Someone shouted, but the words were snatched away by the wind. Jessica whirled toward the sound. Ryan Jackson stood in the open courthouse doorway. He dropped his briefcase and sprinted toward her, his arms and legs pumping like an Olympic runner. He might have shouted her name, but she wasn’t sure.
William cursed and grabbed her shoulders. Another shout, a metallic click, an explosion of light and sound. A wall of searing heat slammed into Jessica. She tumbled through the air, her screams mingling with the screams of others as the concrete rushed up to meet her. A sickening thud, burning, tearing agony, then…nothing.
Chapter Two
Smooth, soft sheets surrounded Jessica. But the fluffy pillow beneath her head did nothing to relieve the searing, throbbing pain that shot through her body. She tried to open her eyes, but her lids were too heavy, the pain too intense. The smell of antiseptic wafted through the air. A high-pitched beep sounded from far away.
Pain jackknifed through her head. She cried out, squeezing her eyes against the harsh light filtering through her lids. She tried to raise her hands to block out the light, but someone grabbed her arms, forcing them down.

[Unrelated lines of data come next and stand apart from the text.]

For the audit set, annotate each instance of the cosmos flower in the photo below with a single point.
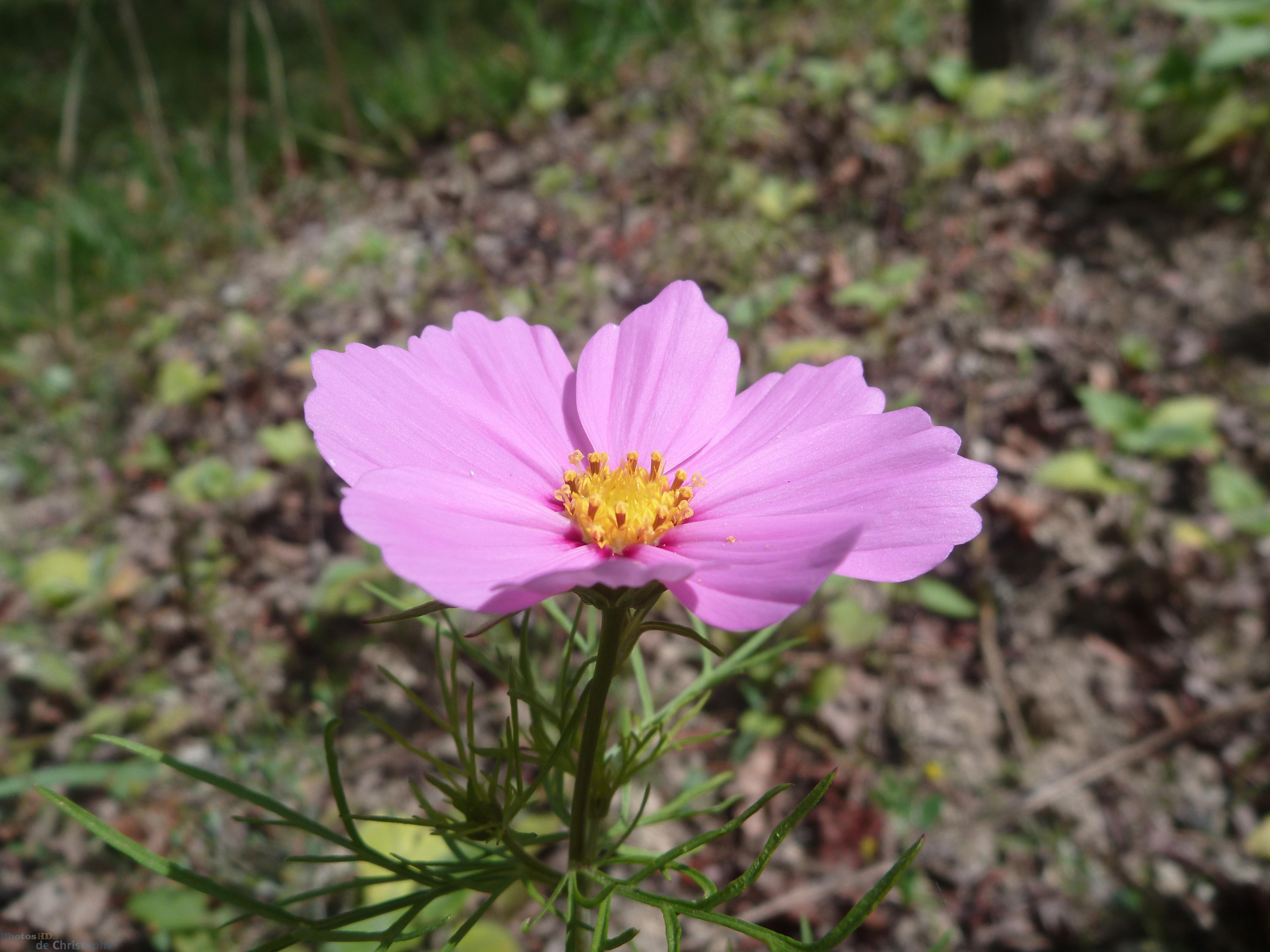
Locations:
(493, 475)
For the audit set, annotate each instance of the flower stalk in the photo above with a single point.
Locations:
(621, 615)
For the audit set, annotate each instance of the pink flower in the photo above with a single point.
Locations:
(494, 475)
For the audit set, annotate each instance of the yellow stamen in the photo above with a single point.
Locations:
(628, 506)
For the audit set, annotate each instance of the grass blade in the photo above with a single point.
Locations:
(872, 900)
(164, 867)
(417, 612)
(229, 786)
(685, 631)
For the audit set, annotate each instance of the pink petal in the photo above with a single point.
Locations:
(771, 565)
(662, 380)
(894, 473)
(487, 398)
(779, 405)
(474, 545)
(460, 539)
(634, 568)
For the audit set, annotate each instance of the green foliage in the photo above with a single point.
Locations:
(826, 686)
(341, 591)
(1173, 429)
(936, 596)
(1241, 498)
(172, 909)
(182, 381)
(420, 874)
(850, 625)
(214, 480)
(288, 443)
(890, 290)
(58, 577)
(416, 70)
(815, 351)
(1080, 471)
(151, 456)
(121, 777)
(752, 309)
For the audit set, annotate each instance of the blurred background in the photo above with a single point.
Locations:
(1044, 223)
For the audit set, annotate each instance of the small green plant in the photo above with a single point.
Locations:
(1241, 498)
(561, 753)
(1173, 429)
(893, 287)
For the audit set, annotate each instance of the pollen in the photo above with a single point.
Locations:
(628, 506)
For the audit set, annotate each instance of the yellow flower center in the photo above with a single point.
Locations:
(629, 506)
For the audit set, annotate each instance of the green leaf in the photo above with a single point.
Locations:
(1241, 498)
(182, 381)
(1112, 412)
(1080, 471)
(952, 77)
(214, 480)
(850, 625)
(761, 724)
(288, 443)
(682, 630)
(58, 577)
(120, 776)
(171, 908)
(813, 351)
(863, 909)
(1233, 491)
(417, 612)
(826, 686)
(341, 587)
(1235, 46)
(1177, 428)
(1234, 117)
(939, 597)
(1227, 11)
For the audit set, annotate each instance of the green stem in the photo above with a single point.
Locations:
(590, 805)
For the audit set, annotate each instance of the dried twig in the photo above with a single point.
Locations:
(996, 667)
(277, 88)
(1140, 751)
(159, 143)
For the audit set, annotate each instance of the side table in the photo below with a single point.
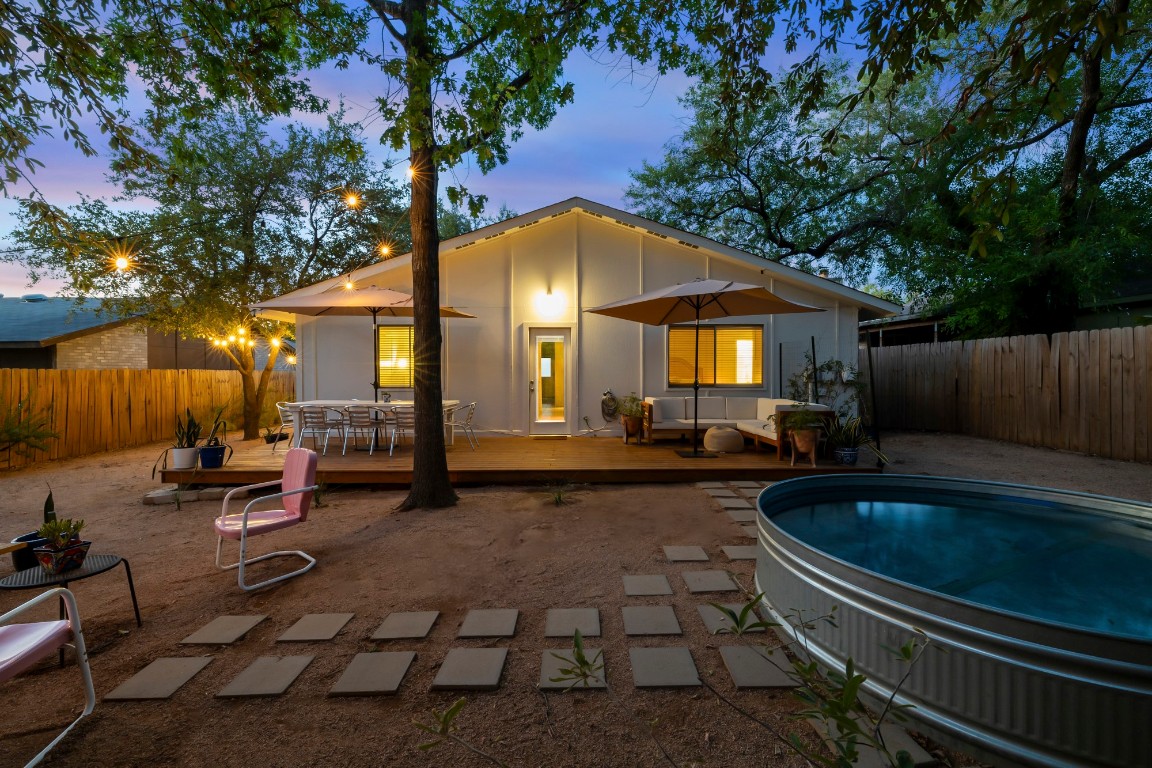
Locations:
(33, 578)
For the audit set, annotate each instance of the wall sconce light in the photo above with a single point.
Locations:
(551, 304)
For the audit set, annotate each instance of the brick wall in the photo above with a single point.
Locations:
(124, 347)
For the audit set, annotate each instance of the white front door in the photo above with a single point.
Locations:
(551, 379)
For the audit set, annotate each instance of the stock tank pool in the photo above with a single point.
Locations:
(1037, 602)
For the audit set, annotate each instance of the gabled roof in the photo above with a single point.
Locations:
(46, 321)
(870, 306)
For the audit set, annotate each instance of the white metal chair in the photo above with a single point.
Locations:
(317, 420)
(362, 420)
(297, 486)
(403, 420)
(465, 424)
(285, 423)
(23, 645)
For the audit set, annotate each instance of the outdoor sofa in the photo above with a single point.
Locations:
(672, 417)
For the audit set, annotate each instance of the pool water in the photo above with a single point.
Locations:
(1033, 559)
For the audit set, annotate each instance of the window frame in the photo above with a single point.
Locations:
(713, 328)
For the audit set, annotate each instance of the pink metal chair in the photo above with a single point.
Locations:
(297, 485)
(23, 645)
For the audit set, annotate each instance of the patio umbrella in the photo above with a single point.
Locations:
(358, 301)
(700, 299)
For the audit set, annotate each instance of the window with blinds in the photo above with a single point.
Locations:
(730, 356)
(394, 352)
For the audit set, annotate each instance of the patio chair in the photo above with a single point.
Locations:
(403, 420)
(317, 419)
(297, 485)
(362, 420)
(465, 424)
(285, 423)
(23, 645)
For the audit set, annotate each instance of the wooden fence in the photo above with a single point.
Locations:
(100, 410)
(1086, 392)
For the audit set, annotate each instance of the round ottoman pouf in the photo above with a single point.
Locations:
(724, 440)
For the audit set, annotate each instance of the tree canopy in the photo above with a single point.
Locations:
(236, 215)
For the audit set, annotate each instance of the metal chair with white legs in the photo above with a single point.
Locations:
(23, 645)
(285, 423)
(361, 420)
(403, 420)
(296, 488)
(465, 424)
(317, 420)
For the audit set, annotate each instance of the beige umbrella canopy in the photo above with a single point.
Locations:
(700, 299)
(358, 301)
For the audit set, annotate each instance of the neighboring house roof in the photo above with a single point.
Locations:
(43, 321)
(870, 306)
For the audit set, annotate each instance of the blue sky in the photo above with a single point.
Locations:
(614, 124)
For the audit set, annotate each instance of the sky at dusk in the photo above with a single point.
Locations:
(613, 127)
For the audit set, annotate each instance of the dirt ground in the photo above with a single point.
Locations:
(500, 547)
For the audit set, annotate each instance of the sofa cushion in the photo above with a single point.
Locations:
(710, 408)
(740, 409)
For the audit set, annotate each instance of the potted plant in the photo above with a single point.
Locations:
(849, 435)
(188, 434)
(212, 451)
(63, 549)
(631, 415)
(25, 557)
(803, 427)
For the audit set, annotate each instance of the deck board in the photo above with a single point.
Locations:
(518, 461)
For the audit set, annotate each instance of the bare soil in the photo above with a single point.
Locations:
(500, 547)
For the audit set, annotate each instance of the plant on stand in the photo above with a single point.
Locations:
(212, 451)
(631, 416)
(849, 435)
(63, 549)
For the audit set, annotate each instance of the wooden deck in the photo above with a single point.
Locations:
(516, 461)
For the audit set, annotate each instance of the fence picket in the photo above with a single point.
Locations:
(100, 410)
(1089, 392)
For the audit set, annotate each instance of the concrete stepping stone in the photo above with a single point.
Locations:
(373, 674)
(715, 620)
(222, 630)
(741, 552)
(662, 668)
(551, 667)
(650, 620)
(710, 582)
(159, 679)
(315, 628)
(683, 554)
(563, 622)
(490, 623)
(406, 625)
(266, 676)
(895, 739)
(742, 515)
(637, 586)
(470, 669)
(751, 668)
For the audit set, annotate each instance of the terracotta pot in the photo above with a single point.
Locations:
(804, 441)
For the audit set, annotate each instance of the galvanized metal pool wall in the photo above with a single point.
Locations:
(1024, 690)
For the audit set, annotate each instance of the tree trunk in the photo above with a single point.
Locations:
(431, 486)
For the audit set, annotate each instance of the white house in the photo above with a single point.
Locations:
(537, 363)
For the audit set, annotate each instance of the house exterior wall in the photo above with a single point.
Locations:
(585, 260)
(123, 347)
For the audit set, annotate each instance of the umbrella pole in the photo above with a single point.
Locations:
(376, 363)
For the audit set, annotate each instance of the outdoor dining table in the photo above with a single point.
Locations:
(449, 432)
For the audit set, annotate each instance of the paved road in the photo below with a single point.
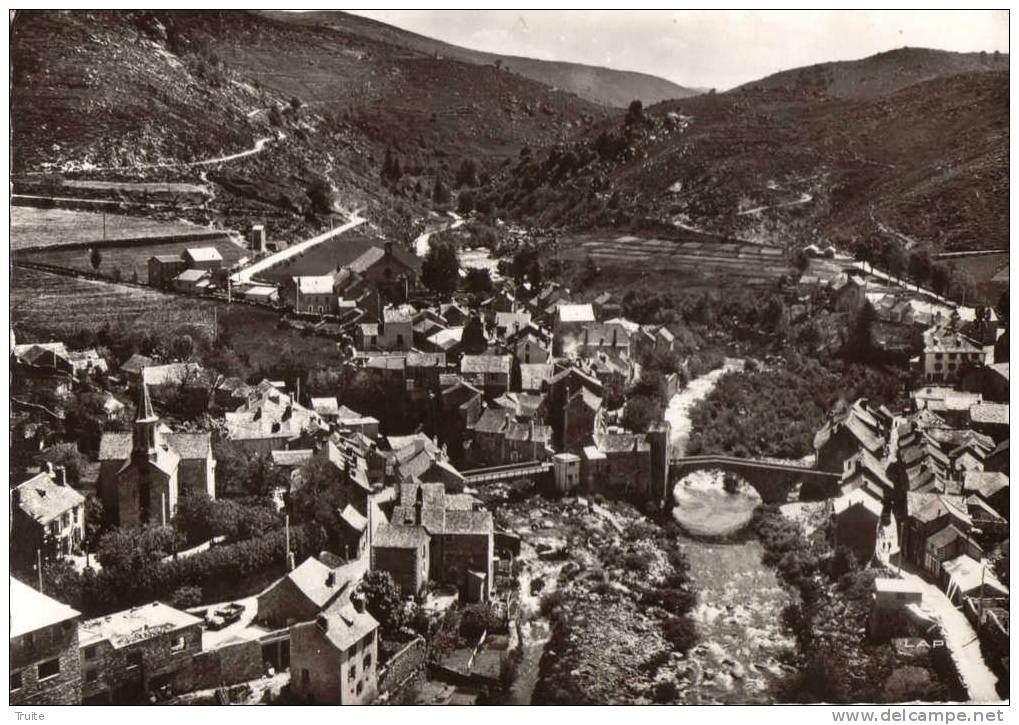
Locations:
(961, 640)
(804, 199)
(246, 274)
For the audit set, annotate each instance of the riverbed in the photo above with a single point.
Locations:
(678, 412)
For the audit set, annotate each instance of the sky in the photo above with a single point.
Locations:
(705, 48)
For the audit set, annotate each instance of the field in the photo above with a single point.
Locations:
(321, 259)
(48, 306)
(132, 258)
(42, 227)
(44, 306)
(753, 263)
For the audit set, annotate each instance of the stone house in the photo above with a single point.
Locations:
(302, 593)
(490, 373)
(127, 655)
(143, 473)
(44, 657)
(334, 658)
(859, 426)
(47, 516)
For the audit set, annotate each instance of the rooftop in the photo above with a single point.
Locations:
(31, 610)
(136, 624)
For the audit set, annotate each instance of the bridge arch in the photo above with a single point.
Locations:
(773, 481)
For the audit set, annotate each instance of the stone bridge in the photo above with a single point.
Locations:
(772, 480)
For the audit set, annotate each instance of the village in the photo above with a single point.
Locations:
(181, 534)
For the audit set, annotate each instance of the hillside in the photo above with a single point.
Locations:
(598, 85)
(927, 163)
(133, 90)
(879, 74)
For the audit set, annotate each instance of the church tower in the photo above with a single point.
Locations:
(146, 420)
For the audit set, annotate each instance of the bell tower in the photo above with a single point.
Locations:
(146, 420)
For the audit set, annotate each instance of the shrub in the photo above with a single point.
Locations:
(680, 632)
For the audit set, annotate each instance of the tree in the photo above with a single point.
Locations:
(478, 281)
(635, 113)
(473, 341)
(440, 195)
(919, 265)
(383, 600)
(895, 259)
(467, 174)
(440, 268)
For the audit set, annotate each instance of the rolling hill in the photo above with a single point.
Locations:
(926, 163)
(879, 74)
(598, 85)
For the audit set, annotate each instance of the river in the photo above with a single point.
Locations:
(678, 412)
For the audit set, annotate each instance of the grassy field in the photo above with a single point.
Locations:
(322, 258)
(754, 262)
(40, 227)
(44, 305)
(132, 258)
(48, 306)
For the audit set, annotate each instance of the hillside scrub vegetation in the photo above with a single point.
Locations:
(774, 412)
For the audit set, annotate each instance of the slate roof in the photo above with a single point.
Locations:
(575, 313)
(314, 285)
(489, 364)
(533, 375)
(190, 446)
(996, 413)
(353, 518)
(114, 447)
(343, 625)
(31, 610)
(135, 625)
(986, 483)
(399, 536)
(927, 507)
(136, 363)
(44, 500)
(204, 254)
(311, 578)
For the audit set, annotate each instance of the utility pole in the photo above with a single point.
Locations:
(983, 570)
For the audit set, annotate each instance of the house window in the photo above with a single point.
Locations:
(50, 668)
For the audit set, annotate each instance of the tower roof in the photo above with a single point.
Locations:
(145, 412)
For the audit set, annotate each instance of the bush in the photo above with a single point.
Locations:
(185, 598)
(680, 632)
(665, 691)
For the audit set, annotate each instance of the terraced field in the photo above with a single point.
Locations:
(320, 259)
(51, 305)
(754, 263)
(42, 227)
(131, 258)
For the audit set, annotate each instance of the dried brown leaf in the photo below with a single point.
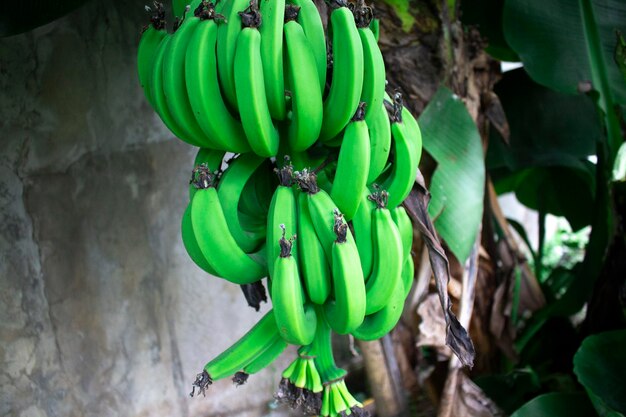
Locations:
(457, 337)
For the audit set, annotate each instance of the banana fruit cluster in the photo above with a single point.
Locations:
(303, 163)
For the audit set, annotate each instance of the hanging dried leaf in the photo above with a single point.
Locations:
(457, 337)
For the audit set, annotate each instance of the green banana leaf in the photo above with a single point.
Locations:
(458, 183)
(600, 366)
(565, 44)
(24, 15)
(486, 16)
(557, 405)
(551, 136)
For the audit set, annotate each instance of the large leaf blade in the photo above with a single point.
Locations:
(600, 366)
(557, 405)
(555, 45)
(569, 45)
(457, 186)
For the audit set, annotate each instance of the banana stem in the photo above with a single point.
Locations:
(323, 350)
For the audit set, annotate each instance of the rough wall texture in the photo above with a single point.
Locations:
(101, 311)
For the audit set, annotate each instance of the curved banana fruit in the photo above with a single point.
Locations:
(406, 159)
(174, 81)
(313, 263)
(347, 74)
(258, 339)
(346, 312)
(214, 238)
(273, 12)
(405, 227)
(310, 20)
(306, 93)
(388, 259)
(362, 224)
(321, 208)
(212, 159)
(408, 275)
(380, 142)
(283, 212)
(407, 144)
(178, 7)
(191, 244)
(383, 321)
(158, 95)
(227, 34)
(295, 320)
(251, 98)
(374, 65)
(352, 166)
(203, 89)
(151, 37)
(229, 192)
(266, 358)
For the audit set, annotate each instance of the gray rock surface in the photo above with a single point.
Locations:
(101, 311)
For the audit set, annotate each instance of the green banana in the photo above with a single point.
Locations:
(375, 26)
(174, 80)
(266, 358)
(273, 12)
(310, 20)
(313, 263)
(178, 7)
(321, 208)
(405, 227)
(251, 98)
(374, 65)
(229, 191)
(257, 194)
(346, 312)
(203, 87)
(383, 321)
(414, 131)
(388, 259)
(296, 321)
(191, 244)
(362, 224)
(213, 161)
(158, 95)
(406, 156)
(347, 74)
(214, 238)
(282, 211)
(352, 166)
(380, 142)
(306, 93)
(151, 37)
(408, 274)
(256, 341)
(227, 35)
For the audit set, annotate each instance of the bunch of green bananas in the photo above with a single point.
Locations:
(303, 164)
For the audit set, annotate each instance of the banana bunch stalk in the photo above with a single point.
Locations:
(303, 163)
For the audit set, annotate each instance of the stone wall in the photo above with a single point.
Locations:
(101, 311)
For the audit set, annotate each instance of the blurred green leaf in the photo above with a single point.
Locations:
(512, 390)
(486, 15)
(600, 365)
(557, 405)
(620, 53)
(24, 15)
(561, 191)
(401, 7)
(547, 128)
(545, 163)
(569, 46)
(451, 138)
(560, 41)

“Let me go,” she cried, but her dry throat made coherent speech impossible. The words sounded garbled even to her own ears.
“Hold her still before she hurts herself,” a man’s exasperated voice ordered.
“I’m trying, Doctor,” said another male voice, inches from her face. “She’s stronger than she looks.”
“She’s in pain.” A woman’s voice. “Can I give her the morphine now?”
Morphine? Jessica relaxed slightly against the hands holding her. Yes, morphine. Please. Everything hurt, especially her head.
“Not yet. I’m trying to wake her up, not put her back under.”
Back under?
“Ms. Adams, I’m Dr. Brooks. You’ve been in an accident. Can you open your eyes?”
An accident? She gasped and cried out when the hands holding her down pressed on the upper part of her left arm.
“Be careful, David. You’re pressing on her stitches.” Dr. Brooks. The man who wouldn’t give her morphine.
A stab of hot, sharp pain shot through the left side of Jessica’s face. She moaned and tried to pull away from the rough, calloused hands holding her so tightly.
“Give her some morphine.” The doctor, sounding impatient. “One-third the usual dose, just enough to calm her down.”
“It’s okay,” a feminine voice whispered to Jessica. Soothing, gentle hands brushed against her. A low beep sounded. Moments later the pain dulled to a bearable ache and the urge to sleep flooded her veins. She fought its tempting pull and opened her eyes, blinking against the bright fluorescent lights.
A young man in lime-green scrubs was leaning over her bed, his hands clamping her wrists down.
“Release her, David,” the voice she recognized as Dr. Brooks ordered.
The man in green let go of her arms and she pulled them against her chest. She turned her head on the pillow to put a face to the voice she’d heard. An unsmiling man stood on her right side. Instead of the white smock she’d expected, he wore an immaculate dark blue suit, his short, blond hair lightly curling around his face.
“Miss Adams, do you know where you are?” he asked.
She looked at the bed’s metal railing, the IV pump, the stethoscope draped around the doctor’s collar. “Hos…hospital,” she rasped.
“That’s right. Cohen Children’s Medical Center.”
Children’s? That didn’t make sense. Wait…wasn’t that in Long Island? She was in Louisiana, wasn’t she? She tried to speak again but her throat was too dry, too tight.
The doctor motioned to the older woman standing beside him, dressed in a Daisy Duck smock. “Get her some ice chips.”
The woman left the room. The man in green adjusted the IV drip. When the woman returned, she held a yellow paper cup to Jessica’s lips.
“Let these melt in your mouth, sweetie. I bet your throat’s as dry as dust about now.”